Filter on two columns with an and

select
    *
from
    df
where
    field1 = value1 and 
    field2 = value2
df_result = df[(df['field1'] == value2) & (df['field2'] == value2)]

Filter on a list

SELECT
    *
FROM
    df
WHERE
    field1 IN ('value1', 'value2')
AND
    field2 IN ('value3', 'value4');
df_result = df[(df['field1'].isin(['value1', 'value2'])) & (df['field2'].isin(['value3', 'value4']))]

Filter on the latest date

select
    *
from
    df
where
    datestamp = (select max(datestamp) from df)
df_result = df[df['datestamp'] == df['datestamp'].max()]

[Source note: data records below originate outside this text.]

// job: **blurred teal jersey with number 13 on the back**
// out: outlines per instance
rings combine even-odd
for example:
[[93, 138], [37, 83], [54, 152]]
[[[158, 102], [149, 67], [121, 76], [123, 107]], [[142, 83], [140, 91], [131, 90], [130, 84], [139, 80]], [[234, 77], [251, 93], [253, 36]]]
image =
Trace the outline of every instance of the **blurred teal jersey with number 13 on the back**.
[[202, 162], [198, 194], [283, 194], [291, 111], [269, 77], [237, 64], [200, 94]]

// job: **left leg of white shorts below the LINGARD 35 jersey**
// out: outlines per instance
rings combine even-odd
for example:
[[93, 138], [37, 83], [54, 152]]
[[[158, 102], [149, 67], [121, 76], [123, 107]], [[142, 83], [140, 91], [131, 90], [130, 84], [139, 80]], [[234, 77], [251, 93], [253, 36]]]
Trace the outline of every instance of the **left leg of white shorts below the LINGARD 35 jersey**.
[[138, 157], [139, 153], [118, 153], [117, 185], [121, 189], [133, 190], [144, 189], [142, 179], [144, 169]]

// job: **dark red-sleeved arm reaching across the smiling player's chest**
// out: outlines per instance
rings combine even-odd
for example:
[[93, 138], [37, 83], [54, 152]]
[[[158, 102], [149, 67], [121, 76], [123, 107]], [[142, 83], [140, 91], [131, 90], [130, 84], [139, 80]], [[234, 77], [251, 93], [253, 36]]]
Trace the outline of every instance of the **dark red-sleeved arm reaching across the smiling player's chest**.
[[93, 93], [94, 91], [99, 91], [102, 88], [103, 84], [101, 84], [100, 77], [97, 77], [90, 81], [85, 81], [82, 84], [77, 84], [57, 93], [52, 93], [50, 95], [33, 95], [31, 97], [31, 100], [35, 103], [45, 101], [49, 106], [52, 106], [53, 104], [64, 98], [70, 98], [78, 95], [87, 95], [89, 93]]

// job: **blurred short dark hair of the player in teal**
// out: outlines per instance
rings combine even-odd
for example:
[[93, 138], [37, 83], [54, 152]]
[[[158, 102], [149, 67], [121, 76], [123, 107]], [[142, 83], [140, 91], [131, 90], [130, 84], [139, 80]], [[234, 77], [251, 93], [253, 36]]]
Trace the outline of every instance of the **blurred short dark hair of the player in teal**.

Filter on the latest date grouped by dimension

SELECT
    MAX(datestamp),
    dimension
FROM
    df
GROUP BY
    metric_id;
df_latest = df.merge(
    df.groupby('dimension', as_index=False).agg({'datestamp': 'max'}),
    on=['dimension', 'datestamp'],
    how='inner'
)

Joining

SELECT
    *
FROM
    df1
LEFT JOIN df2 ON
    df2.id2 = df1.id1
df_result = pd.merge(
    df1,
    df2,
    left_on="id1",
    right_on="id2",
    how="left"
)

Extracting

Retrieve a single distinct value

SELECT DISTINCT
    field
FROM
    df
df_result = df['field'].unique()

Retrieve multiple distinct values

SELECT DISTINCT
    field1,
    field2
FROM
    df
distinct_df = df[['field1', 'field2']].drop_duplicates()

Summarising

select
    id,
    datestamp,
    avg(score),
    avg(slo)
from
    df
group by
    id,
    datestamp
df_result = df.groupby(['id','datestamp'],as_index=True).agg({
    'score' : 'mean',
    'slo'   : 'mean'
}).reset_index()
df_result = ['id','datestamp', 'score','slo']

Calculated fields

select
    total_ok,
    total,
    total_ok / total as score
from
    df
df['score'] = df.apply(lambda row: row['total_ok'] / row['total'], axis=1)